Fachverein Betonrohre und Stahlbetonrohre e.V.
27.08.2004 Anhörung in Düsseldorf im September
Das Kanalnetz Nordrhein-Westfalens ist zu einem großen Teil sanierungsbedürftig. Das hat eine umfangreiche Studie im Auftrag des NRW-Umweltministeriums ergeben. Mindestens acht Milliarden Euro werden für die Maßnahmen in den nächsten Jahren fällig. Das sind die Gelder, die bei den Kommunen anfallen. Doch auch Hauseigentümer müssen zahlen. Sie sind nach EU-Recht verpflichtet, in den kommenden Jahren ihre Abwasserkanäle am Haus von Fachfirmen checken zu lassen. Und das ist keine preiswerte Sache.
NRW • Wenn das Kanalsystem marode ist, dann sind nicht nur die Kommunen in der Pflicht. Auch Hausbesitzer müssen ihre Abwasser-Kanäle überprüfen und dafür - sowie für eine eventuelle Sanierung -selbst die Kosten tragen. Laut Landesbauordnung ist die nächste Überprüfung Ende 2015 fällig. Es sei denn, das Haus liegt in einem Wasserschutzgebiet, also in der Nähe eines Flusses oder einer Wasseranlage. Hier läuft die gesetzliche Frist Ende 2005 ab.
Angebote bündeln
„Wie teuer eine solche Überprüfung wird, kann ich nicht exakt sagen", so Michael Mönig, Hauptgeschäftsführer von Haus & Grund. Der Hauseigentümerverband will in der nächsten Zeit Angebote von Unternehmen einholen und für seine Mitglieder bündeln.
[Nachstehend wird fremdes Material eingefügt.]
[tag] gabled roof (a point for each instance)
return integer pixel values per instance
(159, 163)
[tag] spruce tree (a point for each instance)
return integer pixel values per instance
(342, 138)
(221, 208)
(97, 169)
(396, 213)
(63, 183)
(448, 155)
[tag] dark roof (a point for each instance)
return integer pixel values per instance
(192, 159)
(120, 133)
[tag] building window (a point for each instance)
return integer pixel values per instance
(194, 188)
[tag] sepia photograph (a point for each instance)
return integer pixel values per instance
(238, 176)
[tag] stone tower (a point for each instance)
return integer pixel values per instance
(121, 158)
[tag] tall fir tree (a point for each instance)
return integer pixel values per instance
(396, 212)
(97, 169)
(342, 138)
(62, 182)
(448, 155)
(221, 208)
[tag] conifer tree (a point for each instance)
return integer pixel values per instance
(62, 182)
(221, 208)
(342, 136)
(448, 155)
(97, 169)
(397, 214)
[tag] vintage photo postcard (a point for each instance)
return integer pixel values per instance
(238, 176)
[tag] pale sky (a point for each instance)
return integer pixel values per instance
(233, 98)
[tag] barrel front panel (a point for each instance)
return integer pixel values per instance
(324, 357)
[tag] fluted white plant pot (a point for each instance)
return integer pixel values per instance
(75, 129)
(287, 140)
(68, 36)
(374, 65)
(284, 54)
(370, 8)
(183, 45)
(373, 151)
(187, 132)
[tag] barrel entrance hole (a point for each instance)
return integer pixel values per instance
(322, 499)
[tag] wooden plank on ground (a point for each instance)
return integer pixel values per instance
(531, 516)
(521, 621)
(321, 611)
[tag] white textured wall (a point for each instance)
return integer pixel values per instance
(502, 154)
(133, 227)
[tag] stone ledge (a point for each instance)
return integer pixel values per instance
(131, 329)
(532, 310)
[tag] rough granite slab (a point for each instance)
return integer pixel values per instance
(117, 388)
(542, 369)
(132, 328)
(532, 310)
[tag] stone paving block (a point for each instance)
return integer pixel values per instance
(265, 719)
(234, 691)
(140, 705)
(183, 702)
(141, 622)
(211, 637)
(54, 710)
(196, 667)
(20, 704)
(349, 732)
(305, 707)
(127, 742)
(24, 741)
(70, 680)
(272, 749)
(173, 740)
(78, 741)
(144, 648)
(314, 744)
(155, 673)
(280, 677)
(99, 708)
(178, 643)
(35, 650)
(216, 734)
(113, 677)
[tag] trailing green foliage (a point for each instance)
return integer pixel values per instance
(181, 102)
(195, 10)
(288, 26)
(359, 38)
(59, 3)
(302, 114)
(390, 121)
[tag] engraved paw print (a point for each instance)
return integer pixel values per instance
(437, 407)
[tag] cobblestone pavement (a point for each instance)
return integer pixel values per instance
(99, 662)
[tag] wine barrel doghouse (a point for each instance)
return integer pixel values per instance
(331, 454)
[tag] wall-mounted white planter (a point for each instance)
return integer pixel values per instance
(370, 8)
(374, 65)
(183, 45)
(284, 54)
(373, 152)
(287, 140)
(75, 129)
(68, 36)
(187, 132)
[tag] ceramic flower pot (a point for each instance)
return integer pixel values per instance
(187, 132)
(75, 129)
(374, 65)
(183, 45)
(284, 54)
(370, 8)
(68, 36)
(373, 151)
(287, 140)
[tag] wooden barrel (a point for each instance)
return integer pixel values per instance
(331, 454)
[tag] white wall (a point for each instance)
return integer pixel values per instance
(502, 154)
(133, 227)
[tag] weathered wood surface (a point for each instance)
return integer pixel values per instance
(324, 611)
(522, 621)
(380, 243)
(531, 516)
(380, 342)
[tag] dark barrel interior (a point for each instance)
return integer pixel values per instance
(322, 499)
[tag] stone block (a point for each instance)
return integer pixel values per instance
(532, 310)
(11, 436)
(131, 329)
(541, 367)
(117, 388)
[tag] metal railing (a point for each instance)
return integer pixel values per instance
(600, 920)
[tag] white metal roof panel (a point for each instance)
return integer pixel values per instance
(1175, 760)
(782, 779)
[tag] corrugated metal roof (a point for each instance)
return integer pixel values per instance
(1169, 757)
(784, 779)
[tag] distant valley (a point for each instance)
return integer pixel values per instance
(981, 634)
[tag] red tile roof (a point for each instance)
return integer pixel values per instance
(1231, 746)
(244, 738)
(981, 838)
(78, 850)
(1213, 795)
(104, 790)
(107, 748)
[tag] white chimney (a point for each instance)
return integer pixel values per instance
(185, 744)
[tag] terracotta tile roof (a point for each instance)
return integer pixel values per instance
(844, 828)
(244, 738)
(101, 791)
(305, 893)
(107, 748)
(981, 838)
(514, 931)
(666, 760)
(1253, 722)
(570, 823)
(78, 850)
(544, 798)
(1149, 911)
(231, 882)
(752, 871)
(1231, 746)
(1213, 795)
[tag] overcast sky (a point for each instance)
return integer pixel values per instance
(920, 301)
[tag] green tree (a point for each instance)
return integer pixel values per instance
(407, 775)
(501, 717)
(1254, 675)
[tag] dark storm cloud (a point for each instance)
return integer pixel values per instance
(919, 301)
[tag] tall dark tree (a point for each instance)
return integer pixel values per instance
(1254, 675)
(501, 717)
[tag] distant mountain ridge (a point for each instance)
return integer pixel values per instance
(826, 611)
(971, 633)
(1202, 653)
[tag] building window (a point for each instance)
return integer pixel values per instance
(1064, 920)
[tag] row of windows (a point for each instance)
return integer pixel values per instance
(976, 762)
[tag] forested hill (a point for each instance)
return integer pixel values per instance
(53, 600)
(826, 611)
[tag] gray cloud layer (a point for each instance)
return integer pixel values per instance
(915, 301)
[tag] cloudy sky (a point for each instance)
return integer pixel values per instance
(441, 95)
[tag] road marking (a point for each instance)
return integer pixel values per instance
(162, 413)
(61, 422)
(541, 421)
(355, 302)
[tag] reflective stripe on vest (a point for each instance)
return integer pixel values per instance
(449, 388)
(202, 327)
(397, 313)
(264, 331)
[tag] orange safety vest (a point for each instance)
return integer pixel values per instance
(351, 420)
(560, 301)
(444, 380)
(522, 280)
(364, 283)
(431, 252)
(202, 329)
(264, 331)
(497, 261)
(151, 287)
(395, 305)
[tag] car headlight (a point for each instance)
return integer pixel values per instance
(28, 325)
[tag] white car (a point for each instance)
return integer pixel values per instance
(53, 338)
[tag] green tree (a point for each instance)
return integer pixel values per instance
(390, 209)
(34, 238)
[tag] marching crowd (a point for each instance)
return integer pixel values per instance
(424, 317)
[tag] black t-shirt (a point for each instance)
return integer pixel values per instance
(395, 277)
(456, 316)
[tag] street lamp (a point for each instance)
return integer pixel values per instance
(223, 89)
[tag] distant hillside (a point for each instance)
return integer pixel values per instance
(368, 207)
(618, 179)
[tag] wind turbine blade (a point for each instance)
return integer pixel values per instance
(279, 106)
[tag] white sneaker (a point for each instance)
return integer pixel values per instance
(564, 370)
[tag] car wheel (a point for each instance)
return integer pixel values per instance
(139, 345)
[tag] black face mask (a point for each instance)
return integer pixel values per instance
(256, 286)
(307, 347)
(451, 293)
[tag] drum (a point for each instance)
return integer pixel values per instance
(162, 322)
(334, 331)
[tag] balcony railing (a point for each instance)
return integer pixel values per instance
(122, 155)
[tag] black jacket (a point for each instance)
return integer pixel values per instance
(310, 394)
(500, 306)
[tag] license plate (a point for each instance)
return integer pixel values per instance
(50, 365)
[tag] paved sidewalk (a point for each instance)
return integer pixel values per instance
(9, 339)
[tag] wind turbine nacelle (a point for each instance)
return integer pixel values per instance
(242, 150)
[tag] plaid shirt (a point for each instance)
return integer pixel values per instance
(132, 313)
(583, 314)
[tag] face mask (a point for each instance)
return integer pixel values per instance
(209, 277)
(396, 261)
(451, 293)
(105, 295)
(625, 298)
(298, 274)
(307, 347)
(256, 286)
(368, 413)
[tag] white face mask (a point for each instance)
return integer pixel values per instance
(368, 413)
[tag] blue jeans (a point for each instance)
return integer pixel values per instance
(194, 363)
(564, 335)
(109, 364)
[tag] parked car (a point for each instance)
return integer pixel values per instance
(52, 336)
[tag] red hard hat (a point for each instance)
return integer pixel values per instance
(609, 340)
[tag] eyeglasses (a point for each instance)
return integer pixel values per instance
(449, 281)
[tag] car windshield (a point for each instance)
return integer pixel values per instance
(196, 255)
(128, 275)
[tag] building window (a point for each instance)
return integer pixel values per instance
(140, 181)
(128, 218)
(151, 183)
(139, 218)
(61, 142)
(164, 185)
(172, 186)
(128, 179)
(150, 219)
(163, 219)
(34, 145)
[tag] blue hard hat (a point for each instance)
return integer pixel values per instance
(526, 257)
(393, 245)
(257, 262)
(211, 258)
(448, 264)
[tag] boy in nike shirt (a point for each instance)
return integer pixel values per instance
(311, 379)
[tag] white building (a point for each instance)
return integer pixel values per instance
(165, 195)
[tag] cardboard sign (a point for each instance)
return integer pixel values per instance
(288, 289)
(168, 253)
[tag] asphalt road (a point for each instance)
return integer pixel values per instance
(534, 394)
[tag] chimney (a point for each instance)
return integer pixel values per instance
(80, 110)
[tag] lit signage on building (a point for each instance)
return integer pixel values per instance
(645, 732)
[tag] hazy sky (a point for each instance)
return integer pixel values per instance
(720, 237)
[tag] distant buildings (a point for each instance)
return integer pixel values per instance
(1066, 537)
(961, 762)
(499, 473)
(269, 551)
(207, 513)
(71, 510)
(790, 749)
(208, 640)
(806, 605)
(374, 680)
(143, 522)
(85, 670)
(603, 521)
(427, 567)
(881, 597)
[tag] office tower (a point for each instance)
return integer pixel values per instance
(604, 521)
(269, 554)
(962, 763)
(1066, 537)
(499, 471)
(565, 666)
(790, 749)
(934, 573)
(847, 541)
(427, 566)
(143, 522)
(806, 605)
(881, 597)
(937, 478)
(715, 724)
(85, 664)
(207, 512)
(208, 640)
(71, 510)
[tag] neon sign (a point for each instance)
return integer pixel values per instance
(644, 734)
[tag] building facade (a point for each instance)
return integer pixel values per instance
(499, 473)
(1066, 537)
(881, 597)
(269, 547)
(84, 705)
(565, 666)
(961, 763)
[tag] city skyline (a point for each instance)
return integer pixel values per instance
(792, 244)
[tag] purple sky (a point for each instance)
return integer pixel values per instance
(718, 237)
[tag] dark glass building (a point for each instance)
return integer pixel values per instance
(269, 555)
Zuvor müsse aber geklärt werden, welches Verfahren überhaupt angewendet wird. „Denn", so Mönig, „das technische Wie ist noch offen".
So könne einmal durch Wasser- oder Luftdruck die Dichtheit der Kanäle überprüft werden. Dieses Verfahren sei aussagekräftig, aber umstritten. Eine bayrische Untersuchung hätte ergeben, dass zuvor intakte Dichtungen dadurch beschädigt werden können. Eine andere Möglichkeit bietet die Sicht-bzw. TV-Prüfung, bei der eine Kamera in das Rohr eingeführt wird. Hier vermutet man aber, dass nicht alle Mängel entdeckt werden.
Haus & Grund empfiehlt den Hauseigentümern, zunächst abzuwarten und beim Tiefbauamt nachzufragen, ob ihr Haus in einem Wasserschutzgebiet steht und bis spätestens wann die nächste Prüfung fällig ist. Betroffen von der Frist bis 2005 seien nämlich wiederum auch nur die Häuser, die vor dem l. Januar 1965 gebaut wurden.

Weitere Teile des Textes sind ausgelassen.